Question

Find an integrating factor of the form u(x, y)=P(x)Q(y) for the following equation and solve it.

Answer 1

\[(\alpha*y+\gamma*x*y)dx+(\beta*x+\delta*x*y)dy=0\]

Answer 2

@SithsAndGiggles

Answer 3

Are \(\alpha,\beta,\gamma,\delta\) constants?

Answer 4

If they are constants, working through the method I used last time gets an integrating factor of \(u(x,y)=\dfrac{1}{xy}\).

Answer 5

I did use your method but I got stucked in the middle of finding the integrating factor.

Answer 6

\[F(x)(\beta*x+\delta*x*y)-G(y)(\alpha*y+\gamma*x*y)\]

Answer 7

Okay, if you recall we have this equation:
\[(1)\quad\quad F(x)\underbrace{(\beta x+\delta xy)}_{N(x,y)}-G(y)\underbrace{(\alpha y+\gamma xy)}_{M(x,y)}=M_y-N_x\]
where the differential equation was
\[M(x,y)~dx+N(x,y)~dy=0\]
\(F(x)\) and \(G(y)\) are equivalent to \(\dfrac{u_x}{u}\) and \(\dfrac{u_y}{u}\), respectively, and \(M_y\) and \(N_x\) denote the partial derivatives with respect to the subscript variables.

Equation (1) becomes
\[\begin{align*}F(x)(\beta x+\delta xy)-G(y)(\alpha y+\gamma xy)&=(\alpha+\gamma x)-(\beta+\delta y)\\\\
F(x)(\beta x+\delta xy)&=G(y)(\alpha y+\gamma xy)+(\alpha+\gamma x)-(\beta+\delta y)\\\\
F(x)&=\frac{G(y)(\alpha y+\gamma xy)+(\alpha+\gamma x)-(\beta+\delta y)}{x(\beta +\delta y)}\end{align*}\]
(Note: Solving for \(G(y)\) should get the same result.)
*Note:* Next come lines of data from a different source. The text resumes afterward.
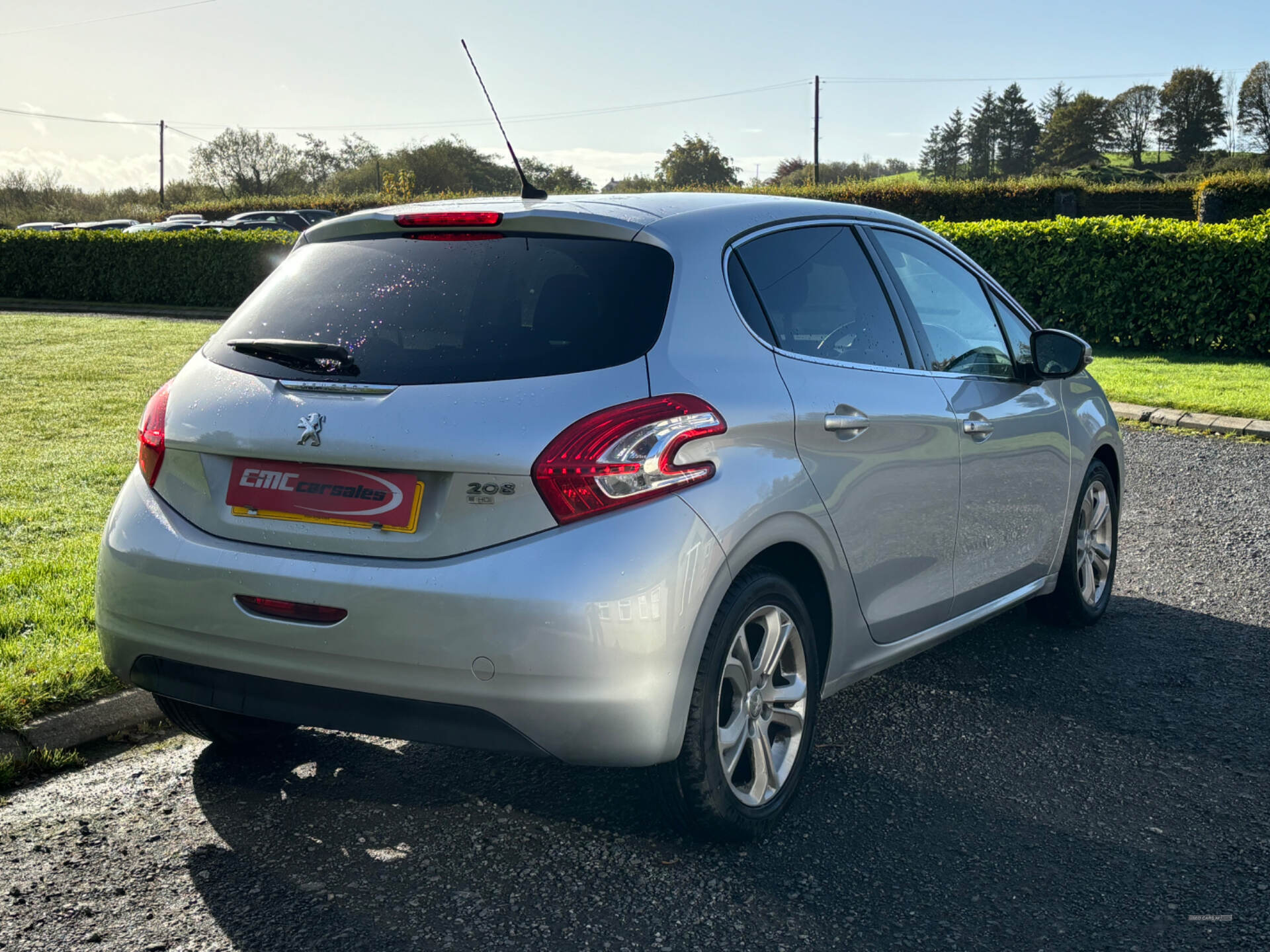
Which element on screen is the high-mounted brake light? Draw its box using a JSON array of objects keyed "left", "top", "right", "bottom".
[
  {"left": 233, "top": 595, "right": 348, "bottom": 625},
  {"left": 137, "top": 381, "right": 171, "bottom": 486},
  {"left": 403, "top": 231, "right": 503, "bottom": 241},
  {"left": 533, "top": 393, "right": 728, "bottom": 523},
  {"left": 394, "top": 212, "right": 503, "bottom": 229}
]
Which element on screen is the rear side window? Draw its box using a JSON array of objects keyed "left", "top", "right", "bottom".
[
  {"left": 206, "top": 233, "right": 673, "bottom": 385},
  {"left": 737, "top": 225, "right": 910, "bottom": 367}
]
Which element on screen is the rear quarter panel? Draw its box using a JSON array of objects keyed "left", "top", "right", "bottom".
[{"left": 640, "top": 227, "right": 871, "bottom": 700}]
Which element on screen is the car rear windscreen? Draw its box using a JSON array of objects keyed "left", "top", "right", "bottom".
[{"left": 204, "top": 233, "right": 673, "bottom": 385}]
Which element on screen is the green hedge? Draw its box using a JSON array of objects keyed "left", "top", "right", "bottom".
[
  {"left": 737, "top": 177, "right": 1199, "bottom": 221},
  {"left": 929, "top": 214, "right": 1270, "bottom": 357},
  {"left": 161, "top": 192, "right": 475, "bottom": 221},
  {"left": 1194, "top": 171, "right": 1270, "bottom": 221},
  {"left": 0, "top": 231, "right": 296, "bottom": 307}
]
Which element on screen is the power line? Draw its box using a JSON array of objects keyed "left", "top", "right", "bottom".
[
  {"left": 169, "top": 80, "right": 810, "bottom": 132},
  {"left": 0, "top": 0, "right": 216, "bottom": 37},
  {"left": 167, "top": 123, "right": 207, "bottom": 142},
  {"left": 0, "top": 80, "right": 809, "bottom": 142},
  {"left": 0, "top": 106, "right": 159, "bottom": 126}
]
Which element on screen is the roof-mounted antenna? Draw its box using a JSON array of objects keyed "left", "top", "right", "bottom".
[{"left": 458, "top": 40, "right": 548, "bottom": 198}]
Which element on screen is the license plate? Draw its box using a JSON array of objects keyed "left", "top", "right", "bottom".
[{"left": 225, "top": 459, "right": 423, "bottom": 532}]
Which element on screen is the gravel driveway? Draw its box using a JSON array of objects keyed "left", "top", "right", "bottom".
[{"left": 0, "top": 432, "right": 1270, "bottom": 952}]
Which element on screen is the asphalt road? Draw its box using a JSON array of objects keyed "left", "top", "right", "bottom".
[{"left": 0, "top": 432, "right": 1270, "bottom": 952}]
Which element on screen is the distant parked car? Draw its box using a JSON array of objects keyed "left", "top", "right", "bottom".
[
  {"left": 225, "top": 212, "right": 314, "bottom": 231},
  {"left": 124, "top": 218, "right": 194, "bottom": 231},
  {"left": 54, "top": 218, "right": 141, "bottom": 231},
  {"left": 294, "top": 208, "right": 335, "bottom": 225}
]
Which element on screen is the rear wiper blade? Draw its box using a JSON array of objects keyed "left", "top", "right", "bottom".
[{"left": 225, "top": 338, "right": 357, "bottom": 374}]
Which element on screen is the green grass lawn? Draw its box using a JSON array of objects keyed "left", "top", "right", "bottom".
[
  {"left": 1089, "top": 349, "right": 1270, "bottom": 420},
  {"left": 0, "top": 313, "right": 217, "bottom": 727},
  {"left": 0, "top": 313, "right": 1270, "bottom": 729}
]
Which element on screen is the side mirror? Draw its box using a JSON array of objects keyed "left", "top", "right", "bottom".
[{"left": 1031, "top": 327, "right": 1093, "bottom": 379}]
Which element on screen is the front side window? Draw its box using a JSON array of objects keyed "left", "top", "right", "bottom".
[
  {"left": 737, "top": 225, "right": 911, "bottom": 367},
  {"left": 874, "top": 229, "right": 1015, "bottom": 378},
  {"left": 988, "top": 291, "right": 1033, "bottom": 366}
]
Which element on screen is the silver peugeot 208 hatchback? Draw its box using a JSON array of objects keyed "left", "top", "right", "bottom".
[{"left": 104, "top": 194, "right": 1124, "bottom": 839}]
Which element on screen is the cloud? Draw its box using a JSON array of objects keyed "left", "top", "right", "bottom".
[{"left": 0, "top": 146, "right": 188, "bottom": 192}]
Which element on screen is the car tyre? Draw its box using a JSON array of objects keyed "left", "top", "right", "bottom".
[
  {"left": 1027, "top": 459, "right": 1120, "bottom": 627},
  {"left": 652, "top": 569, "right": 820, "bottom": 842},
  {"left": 153, "top": 694, "right": 296, "bottom": 750}
]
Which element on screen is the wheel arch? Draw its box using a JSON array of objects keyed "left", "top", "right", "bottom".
[
  {"left": 1092, "top": 443, "right": 1121, "bottom": 499},
  {"left": 663, "top": 512, "right": 872, "bottom": 760}
]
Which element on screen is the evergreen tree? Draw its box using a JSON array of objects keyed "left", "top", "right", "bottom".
[
  {"left": 1156, "top": 66, "right": 1227, "bottom": 161},
  {"left": 1109, "top": 85, "right": 1160, "bottom": 169},
  {"left": 937, "top": 109, "right": 965, "bottom": 179},
  {"left": 1038, "top": 81, "right": 1072, "bottom": 131},
  {"left": 965, "top": 87, "right": 998, "bottom": 179},
  {"left": 995, "top": 83, "right": 1040, "bottom": 175},
  {"left": 1037, "top": 90, "right": 1111, "bottom": 171},
  {"left": 1240, "top": 60, "right": 1270, "bottom": 153}
]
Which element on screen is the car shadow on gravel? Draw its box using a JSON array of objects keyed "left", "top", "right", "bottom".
[
  {"left": 882, "top": 595, "right": 1270, "bottom": 781},
  {"left": 187, "top": 599, "right": 1270, "bottom": 952}
]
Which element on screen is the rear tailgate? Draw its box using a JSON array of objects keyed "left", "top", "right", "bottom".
[
  {"left": 146, "top": 221, "right": 673, "bottom": 559},
  {"left": 155, "top": 357, "right": 648, "bottom": 559}
]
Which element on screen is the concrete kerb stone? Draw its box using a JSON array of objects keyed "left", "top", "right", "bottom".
[
  {"left": 10, "top": 690, "right": 163, "bottom": 755},
  {"left": 1111, "top": 403, "right": 1270, "bottom": 439}
]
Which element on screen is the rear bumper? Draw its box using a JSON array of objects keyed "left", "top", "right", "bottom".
[
  {"left": 130, "top": 655, "right": 546, "bottom": 756},
  {"left": 97, "top": 472, "right": 724, "bottom": 766}
]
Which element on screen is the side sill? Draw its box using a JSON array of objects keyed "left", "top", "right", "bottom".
[{"left": 822, "top": 574, "right": 1058, "bottom": 697}]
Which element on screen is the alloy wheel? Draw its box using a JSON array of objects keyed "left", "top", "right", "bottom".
[
  {"left": 1076, "top": 480, "right": 1114, "bottom": 608},
  {"left": 716, "top": 606, "right": 808, "bottom": 806}
]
As before, since \(F(x)\) is supposed to be a function of \(x\) only, we want to be able to remove any factors of \(y\). To do this, we'll say the numerator is equal to a constant times the function of \(y\) in the denominator.
\[G(y)(\alpha y+\gamma xy)+(\alpha+\gamma x)-(\beta+\delta y)=C(\beta+\delta y)\]
If we let \(C=-1\), we have a few terms disappear and we can solve for \(G(y)\):
\[\begin{align*}G(y)(\alpha y+\gamma xy)+(\alpha+\gamma x)\color{red}{-(\beta+\delta y)}&=\color{red}{-\beta-\delta y}\\\\
G(y)y(\alpha +\gamma x)+(\alpha+\gamma x)&=0\\\\
(G(y)y+1)(\alpha +\gamma x)&=0\\\\
G(y)y+1&=0\\\\
G(y)&=-\frac{1}{y}\end{align*}\]
Substituting this into the \(F(x)\) equation gives
\[\begin{align*}F(x)&=\frac{-\dfrac{1}{y}(\alpha y+\gamma xy)+(\alpha+\gamma x)-(\beta+\delta y)}{x(\beta +\delta y)}\\\\
F(x)&=\frac{-\alpha -\gamma x+(\alpha+\gamma x)-(\beta+\delta y)}{x(\beta +\delta y)}\\\\
F(x)&=-\frac{\beta+\delta y}{x(\beta +\delta y)}\\\\
F(x)&=-\frac{1}{x}\end{align*}\]
In terms of the notation you're given, \(F(x)=P(x)\) and \(G(y)=Q(y)\).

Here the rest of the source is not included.